Main

Data from an experiment may appear rock solid. Upon further examination, the data may morph into something much less firm. A knee-jerk reaction to this conundrum may be to try and hide uncertain scientific results, which are unloved fellow travelers of science. After all, words can afford ambiguity, but with visuals, “we are damned to be concrete,” says Bang Wong, who is the creative director of the Broad Institute of MIT and Harvard. The alternative is to face the ambiguity head-on through visual means.

Color or color gradients in heat maps, for example, often show degrees of data uncertainty and are, at their core, visual and statistical expressions. “Talking about uncertainty is talking about statistics,” says Martin Krzywinski, whose daily task is data visualization at the Genome Sciences Centre at the British Columbia Cancer Agency.

Statistically driven displays such as box plots can work for displaying uncertainty, but most visualizations use more ad hoc methods such as transparency or blur. Error bars are also an option, but it is difficult to convey information clearly with them, he says. “It's likely that if something as simple as error bars is misunderstood, anything more complex will be too,” Krzywinski says.

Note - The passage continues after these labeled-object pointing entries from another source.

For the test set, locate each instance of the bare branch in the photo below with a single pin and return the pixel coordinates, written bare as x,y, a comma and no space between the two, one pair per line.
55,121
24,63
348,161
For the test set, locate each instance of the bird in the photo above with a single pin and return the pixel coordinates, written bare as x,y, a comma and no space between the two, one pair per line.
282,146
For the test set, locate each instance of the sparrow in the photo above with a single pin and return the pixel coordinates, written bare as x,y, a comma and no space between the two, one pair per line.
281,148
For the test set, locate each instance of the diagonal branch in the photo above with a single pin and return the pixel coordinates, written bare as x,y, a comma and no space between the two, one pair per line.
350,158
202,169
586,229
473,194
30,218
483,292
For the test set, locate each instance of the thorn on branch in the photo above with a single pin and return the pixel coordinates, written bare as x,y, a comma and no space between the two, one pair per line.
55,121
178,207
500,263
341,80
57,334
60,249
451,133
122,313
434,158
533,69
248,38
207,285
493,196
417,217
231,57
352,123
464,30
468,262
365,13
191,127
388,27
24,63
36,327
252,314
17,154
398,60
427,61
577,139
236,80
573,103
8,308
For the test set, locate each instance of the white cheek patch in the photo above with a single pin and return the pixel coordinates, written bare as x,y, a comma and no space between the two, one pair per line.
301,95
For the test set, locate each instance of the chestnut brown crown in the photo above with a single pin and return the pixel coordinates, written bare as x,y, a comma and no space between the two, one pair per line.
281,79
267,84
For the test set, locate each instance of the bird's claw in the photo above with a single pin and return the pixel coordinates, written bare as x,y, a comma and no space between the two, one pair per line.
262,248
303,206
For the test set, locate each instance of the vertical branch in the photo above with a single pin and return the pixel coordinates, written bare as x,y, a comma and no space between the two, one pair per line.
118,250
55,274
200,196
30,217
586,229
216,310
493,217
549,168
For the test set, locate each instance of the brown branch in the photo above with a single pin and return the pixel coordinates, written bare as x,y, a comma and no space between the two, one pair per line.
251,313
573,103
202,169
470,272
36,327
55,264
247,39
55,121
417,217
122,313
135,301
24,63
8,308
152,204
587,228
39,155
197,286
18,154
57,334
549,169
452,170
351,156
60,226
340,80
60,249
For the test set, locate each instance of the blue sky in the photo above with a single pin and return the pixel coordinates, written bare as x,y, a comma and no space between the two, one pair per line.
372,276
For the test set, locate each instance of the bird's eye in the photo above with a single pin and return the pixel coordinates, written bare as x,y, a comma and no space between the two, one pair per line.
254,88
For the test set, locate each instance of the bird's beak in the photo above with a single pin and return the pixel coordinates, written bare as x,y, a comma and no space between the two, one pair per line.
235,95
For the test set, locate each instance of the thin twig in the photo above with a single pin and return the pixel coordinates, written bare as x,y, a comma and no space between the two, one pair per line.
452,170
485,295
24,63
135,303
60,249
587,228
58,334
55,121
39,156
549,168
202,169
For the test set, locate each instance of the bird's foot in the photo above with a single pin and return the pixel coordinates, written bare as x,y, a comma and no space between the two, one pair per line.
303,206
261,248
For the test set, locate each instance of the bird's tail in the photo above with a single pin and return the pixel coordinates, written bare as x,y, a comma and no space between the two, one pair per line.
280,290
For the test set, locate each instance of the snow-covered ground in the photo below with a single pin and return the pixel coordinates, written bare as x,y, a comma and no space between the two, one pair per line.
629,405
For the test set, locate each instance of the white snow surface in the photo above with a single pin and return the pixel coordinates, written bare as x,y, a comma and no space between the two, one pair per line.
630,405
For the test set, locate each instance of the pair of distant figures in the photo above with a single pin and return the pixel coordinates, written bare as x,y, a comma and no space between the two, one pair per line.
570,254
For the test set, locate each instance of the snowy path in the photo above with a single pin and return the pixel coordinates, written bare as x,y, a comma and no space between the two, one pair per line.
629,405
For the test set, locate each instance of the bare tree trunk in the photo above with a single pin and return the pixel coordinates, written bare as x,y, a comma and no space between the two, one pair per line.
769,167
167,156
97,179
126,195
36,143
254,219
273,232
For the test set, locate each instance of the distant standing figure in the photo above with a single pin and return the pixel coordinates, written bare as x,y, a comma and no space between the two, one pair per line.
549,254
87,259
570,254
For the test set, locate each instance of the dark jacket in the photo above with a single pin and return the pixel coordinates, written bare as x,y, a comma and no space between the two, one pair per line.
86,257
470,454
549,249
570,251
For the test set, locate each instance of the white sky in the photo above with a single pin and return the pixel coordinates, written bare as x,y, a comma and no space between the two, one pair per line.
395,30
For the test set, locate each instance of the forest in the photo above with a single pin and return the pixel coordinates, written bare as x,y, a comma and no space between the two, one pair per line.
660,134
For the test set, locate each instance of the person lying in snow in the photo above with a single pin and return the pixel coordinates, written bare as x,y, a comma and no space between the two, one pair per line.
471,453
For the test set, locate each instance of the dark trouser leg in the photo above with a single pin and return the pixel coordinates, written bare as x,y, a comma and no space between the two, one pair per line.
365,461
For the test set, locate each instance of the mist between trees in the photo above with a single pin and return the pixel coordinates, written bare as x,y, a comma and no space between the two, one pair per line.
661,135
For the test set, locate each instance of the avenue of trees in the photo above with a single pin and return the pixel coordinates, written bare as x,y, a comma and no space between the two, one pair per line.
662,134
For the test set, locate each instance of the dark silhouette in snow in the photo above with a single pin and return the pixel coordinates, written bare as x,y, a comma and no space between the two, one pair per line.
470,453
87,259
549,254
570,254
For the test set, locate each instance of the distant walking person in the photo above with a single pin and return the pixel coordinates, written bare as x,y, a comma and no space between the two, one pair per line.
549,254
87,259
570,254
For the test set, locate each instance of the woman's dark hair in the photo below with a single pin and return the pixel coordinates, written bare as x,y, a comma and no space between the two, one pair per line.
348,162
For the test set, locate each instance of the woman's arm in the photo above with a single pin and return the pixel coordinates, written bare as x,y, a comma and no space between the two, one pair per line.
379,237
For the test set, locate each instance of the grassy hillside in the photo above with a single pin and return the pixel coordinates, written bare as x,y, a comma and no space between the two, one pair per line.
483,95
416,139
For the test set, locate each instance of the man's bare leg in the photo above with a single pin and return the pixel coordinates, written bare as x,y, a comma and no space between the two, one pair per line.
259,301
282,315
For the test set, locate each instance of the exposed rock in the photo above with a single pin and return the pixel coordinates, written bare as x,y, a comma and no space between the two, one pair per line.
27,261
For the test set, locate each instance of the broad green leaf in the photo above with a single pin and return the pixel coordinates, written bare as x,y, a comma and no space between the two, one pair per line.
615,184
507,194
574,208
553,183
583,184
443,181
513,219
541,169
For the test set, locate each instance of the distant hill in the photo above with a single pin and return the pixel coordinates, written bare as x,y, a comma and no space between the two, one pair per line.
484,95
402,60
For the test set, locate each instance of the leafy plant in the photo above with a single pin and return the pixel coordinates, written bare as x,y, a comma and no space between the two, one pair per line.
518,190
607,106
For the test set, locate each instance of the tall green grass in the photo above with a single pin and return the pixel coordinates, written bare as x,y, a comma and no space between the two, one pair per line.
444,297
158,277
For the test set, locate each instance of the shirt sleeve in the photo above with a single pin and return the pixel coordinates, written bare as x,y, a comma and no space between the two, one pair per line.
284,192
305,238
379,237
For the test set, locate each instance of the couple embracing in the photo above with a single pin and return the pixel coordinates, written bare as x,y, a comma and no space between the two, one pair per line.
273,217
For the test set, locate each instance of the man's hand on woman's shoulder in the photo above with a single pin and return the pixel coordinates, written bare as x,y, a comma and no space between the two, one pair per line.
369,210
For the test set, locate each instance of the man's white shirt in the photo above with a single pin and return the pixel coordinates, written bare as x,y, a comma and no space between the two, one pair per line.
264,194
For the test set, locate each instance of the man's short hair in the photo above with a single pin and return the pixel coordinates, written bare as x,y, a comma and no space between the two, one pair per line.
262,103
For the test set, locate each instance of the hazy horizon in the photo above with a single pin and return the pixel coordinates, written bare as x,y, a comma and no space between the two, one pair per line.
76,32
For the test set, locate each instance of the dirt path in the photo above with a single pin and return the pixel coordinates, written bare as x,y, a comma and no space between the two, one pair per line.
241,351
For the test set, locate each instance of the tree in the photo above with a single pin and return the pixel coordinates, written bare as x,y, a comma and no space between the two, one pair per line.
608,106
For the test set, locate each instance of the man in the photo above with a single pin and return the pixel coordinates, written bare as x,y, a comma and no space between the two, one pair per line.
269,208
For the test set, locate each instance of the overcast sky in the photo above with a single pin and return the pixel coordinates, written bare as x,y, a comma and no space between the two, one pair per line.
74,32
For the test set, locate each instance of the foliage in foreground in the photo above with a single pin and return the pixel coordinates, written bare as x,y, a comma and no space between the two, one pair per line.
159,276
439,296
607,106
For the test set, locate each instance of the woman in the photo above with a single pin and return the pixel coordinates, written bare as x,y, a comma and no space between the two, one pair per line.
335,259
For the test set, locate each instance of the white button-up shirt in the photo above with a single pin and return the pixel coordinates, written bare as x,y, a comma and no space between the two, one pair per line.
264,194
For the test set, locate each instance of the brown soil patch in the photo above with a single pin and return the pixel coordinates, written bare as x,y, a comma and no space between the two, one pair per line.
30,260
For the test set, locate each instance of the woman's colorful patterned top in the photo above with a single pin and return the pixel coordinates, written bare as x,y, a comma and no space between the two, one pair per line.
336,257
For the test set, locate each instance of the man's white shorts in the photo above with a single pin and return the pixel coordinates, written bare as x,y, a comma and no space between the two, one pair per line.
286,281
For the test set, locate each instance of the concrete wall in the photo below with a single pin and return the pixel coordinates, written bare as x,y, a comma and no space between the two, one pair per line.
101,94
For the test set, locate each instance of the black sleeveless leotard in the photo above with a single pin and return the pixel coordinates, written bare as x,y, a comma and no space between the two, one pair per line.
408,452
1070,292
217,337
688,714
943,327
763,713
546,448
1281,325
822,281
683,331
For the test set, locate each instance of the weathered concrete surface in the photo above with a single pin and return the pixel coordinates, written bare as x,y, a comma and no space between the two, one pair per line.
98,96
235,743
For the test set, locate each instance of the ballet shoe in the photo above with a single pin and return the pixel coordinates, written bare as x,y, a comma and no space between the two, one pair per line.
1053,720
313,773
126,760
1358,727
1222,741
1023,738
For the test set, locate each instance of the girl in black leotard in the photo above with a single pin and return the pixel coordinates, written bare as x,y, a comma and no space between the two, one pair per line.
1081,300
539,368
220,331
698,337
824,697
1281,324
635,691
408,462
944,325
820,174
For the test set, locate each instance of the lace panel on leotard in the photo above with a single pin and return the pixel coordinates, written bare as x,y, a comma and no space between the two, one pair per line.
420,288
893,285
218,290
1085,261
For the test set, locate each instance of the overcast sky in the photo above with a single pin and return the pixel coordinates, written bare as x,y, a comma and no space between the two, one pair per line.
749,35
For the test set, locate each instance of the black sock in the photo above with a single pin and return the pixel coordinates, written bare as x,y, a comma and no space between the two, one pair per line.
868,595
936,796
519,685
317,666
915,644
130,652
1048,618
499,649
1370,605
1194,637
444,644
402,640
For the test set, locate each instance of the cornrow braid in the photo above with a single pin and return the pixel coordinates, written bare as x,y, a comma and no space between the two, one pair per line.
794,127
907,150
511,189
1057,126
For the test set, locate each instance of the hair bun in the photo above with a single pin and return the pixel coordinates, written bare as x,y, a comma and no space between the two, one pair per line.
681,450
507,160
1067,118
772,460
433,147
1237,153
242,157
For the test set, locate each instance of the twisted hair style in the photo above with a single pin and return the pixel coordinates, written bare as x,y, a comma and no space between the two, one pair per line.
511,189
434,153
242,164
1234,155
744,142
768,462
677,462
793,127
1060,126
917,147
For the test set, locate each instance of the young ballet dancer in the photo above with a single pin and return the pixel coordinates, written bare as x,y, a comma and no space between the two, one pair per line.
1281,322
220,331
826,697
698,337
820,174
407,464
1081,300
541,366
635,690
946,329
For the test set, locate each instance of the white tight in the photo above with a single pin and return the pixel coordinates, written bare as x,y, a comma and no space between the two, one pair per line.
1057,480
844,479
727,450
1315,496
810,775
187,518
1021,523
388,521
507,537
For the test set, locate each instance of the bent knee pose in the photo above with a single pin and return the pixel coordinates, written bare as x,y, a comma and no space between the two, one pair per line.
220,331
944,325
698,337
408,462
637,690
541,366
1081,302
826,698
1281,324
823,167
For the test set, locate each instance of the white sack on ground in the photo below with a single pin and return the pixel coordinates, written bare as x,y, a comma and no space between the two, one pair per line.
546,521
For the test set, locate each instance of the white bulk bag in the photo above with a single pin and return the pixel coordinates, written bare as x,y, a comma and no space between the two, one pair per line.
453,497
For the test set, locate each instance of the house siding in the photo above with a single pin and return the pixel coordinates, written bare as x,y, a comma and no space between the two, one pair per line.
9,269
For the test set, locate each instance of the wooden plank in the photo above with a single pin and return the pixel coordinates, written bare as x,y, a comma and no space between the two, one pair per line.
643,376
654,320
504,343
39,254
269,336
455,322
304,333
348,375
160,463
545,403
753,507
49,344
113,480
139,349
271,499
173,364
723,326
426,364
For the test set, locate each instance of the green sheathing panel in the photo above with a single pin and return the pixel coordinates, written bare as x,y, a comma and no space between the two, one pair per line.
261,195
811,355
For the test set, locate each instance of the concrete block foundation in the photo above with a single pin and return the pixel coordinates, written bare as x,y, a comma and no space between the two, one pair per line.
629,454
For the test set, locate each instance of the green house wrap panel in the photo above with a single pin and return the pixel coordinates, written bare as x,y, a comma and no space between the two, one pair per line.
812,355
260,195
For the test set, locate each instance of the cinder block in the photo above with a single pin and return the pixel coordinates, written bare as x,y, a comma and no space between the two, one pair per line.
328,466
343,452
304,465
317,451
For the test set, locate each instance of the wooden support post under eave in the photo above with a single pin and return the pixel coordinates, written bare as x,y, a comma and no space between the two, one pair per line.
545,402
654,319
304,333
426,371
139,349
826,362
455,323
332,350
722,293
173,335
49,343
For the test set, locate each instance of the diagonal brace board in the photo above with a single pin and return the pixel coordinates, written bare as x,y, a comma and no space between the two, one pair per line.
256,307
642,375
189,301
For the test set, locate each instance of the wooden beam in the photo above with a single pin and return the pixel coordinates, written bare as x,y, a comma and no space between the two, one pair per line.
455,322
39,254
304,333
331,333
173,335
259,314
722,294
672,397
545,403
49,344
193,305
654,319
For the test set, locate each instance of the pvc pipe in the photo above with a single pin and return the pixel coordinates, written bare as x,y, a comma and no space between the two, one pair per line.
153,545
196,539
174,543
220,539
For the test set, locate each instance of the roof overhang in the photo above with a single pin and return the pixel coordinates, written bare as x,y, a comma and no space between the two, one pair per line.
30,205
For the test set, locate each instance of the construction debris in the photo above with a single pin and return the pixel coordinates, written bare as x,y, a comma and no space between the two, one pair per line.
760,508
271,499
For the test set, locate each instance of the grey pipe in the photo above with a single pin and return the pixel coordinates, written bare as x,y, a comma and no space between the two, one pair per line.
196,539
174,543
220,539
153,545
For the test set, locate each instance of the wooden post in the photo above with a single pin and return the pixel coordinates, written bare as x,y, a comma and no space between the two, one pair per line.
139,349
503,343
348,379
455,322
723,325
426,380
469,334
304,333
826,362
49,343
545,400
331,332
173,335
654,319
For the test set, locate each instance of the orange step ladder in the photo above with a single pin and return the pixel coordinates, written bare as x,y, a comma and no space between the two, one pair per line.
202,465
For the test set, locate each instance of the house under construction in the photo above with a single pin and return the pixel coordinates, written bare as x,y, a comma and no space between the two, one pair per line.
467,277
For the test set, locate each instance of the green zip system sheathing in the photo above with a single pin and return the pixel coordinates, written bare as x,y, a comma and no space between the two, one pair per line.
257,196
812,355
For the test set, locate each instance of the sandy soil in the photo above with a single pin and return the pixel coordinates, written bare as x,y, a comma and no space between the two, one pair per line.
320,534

He developed the visualization tool Circos, which places data in a circular layout that shows inter-relationships such as those among genes. It is a high-level visualization tool that works well in genomics, says Todd Smith, a research and application scientist at PerkinElmer. But, says Krzywinski, “Circos doesn't have any specific ways to encode uncertainty.”

Statistical uncertainty weighs heavily on visualization. Every data point has uncertainty associated with it, Krzywinski says. Adding those statistical data to visualizations can quickly overload them. Despite the potential pitfalls of including uncertainty, the visual cues can remind scientists of their data's ambiguity.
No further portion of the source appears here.